Tracer - special bullets that can burn brightly to enable the shooter to see the rounds' trajectories.
SAM - surface-to-air missile (pretty self-explanatory).
AGL - above ground level (is a height measured with respect to the underlying ground surface).
AO - area of operations.
AWACS - airborne warning and control system (essentially one big flying radar station that can guide and direct fighters in aerial combat).
BVR - beyond visual range.
Two-ship formation - USAF version of the buddy system (i.e. wingman).
FNG - fucking new guy.
Mikes - military jargon for minutes.
Comms - jargon for communications.
C3I - command, control, communications and intelligence; pronounced as 'see-three-eye' (think command center).

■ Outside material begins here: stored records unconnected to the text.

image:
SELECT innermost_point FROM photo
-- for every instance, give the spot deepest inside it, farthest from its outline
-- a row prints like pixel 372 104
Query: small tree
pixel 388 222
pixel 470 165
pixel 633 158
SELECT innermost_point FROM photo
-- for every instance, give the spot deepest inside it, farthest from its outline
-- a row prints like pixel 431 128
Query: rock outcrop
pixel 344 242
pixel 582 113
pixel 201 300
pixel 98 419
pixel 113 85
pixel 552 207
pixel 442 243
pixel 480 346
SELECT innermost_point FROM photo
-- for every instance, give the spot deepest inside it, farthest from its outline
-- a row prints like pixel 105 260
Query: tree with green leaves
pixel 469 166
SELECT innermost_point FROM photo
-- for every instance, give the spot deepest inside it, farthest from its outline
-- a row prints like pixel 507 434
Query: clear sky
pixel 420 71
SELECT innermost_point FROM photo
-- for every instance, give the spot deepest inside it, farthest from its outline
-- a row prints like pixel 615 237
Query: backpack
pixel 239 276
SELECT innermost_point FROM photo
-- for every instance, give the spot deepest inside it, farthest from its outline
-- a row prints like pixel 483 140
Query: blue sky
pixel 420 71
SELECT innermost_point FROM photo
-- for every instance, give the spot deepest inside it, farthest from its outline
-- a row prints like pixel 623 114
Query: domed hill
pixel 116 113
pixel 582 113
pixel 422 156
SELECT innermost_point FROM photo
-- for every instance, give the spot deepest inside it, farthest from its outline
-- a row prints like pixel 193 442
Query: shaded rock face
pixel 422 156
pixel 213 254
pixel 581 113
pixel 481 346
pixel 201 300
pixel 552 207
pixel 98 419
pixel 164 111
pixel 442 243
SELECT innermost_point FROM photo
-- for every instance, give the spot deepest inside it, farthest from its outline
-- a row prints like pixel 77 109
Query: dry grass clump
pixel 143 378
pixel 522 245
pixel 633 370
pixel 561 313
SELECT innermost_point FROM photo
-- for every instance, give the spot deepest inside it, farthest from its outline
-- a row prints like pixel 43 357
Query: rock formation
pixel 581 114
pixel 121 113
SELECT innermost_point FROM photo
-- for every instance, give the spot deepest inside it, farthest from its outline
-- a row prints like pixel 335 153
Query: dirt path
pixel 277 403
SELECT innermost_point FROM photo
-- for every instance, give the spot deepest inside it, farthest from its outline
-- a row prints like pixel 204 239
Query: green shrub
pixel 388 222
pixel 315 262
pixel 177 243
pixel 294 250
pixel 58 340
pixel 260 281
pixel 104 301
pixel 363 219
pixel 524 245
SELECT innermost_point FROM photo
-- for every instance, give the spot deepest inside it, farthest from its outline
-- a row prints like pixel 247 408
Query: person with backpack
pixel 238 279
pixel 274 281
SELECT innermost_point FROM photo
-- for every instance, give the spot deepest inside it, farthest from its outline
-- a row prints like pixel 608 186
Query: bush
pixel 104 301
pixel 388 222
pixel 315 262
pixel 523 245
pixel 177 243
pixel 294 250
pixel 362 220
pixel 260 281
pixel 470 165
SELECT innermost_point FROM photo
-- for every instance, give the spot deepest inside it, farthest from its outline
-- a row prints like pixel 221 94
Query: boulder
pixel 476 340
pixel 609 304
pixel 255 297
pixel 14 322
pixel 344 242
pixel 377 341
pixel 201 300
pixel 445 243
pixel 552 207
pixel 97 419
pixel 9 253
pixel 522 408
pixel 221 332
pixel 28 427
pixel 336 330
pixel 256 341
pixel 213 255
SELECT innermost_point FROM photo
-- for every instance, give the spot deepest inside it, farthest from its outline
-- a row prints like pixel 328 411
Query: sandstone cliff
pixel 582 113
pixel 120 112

Angels - brevity code for altitude (angels one means one thousand feet, two for two thousand and so on).
Knots - nautical miles (is a unit of speed that measures 1.852 kph, or approximately 1.151 mph; mainly used for air and maritime navigation).
Sit-rep - situational report (basically a military version of 'what's up?').
IFF tags - identification friend-or-foe (system designed for command and control, allows people to differentiate vehicle as either friendly or hostile).
Execute authority - means a higher-ranked officer can do whatever the hell he/she wants.
G-forces - is a measurement of the type of acceleration that causes weight (close example would be on a speedboat).
IAS - indicated air speed (aircraft speedometer that displays knots).
Flight attitude - orientation of aircraft relative to the Earth's horizon.
Mach - a measure of speed based on the speed of sound.
Pugachev's cobra -a dramatic and demanding maneuver in which an airplane flying at a moderate-to-high speed suddenly raises the nose momentarily to the vertical position and slightly beyond, before dropping it back to normal flight.
Pipper -a predicted impact pointer (PIP) marker on a pilot's HUD that shows the projected location of where a ballistic projectile is expected to strike when fired.
HEI-T-SD - high explosive incendiary, tracer, self-destroying (primary ammunition for use against high-speed aerial targets).
Splash - military jargon for hitting target with expended munition.
Split-S - is an air combat maneuver mostly used to disengage from combat; where the pilot half-rolls his aircraft inverted and executes a descending half-loop, resulting in level flight in the exact opposite direction at a lower altitude.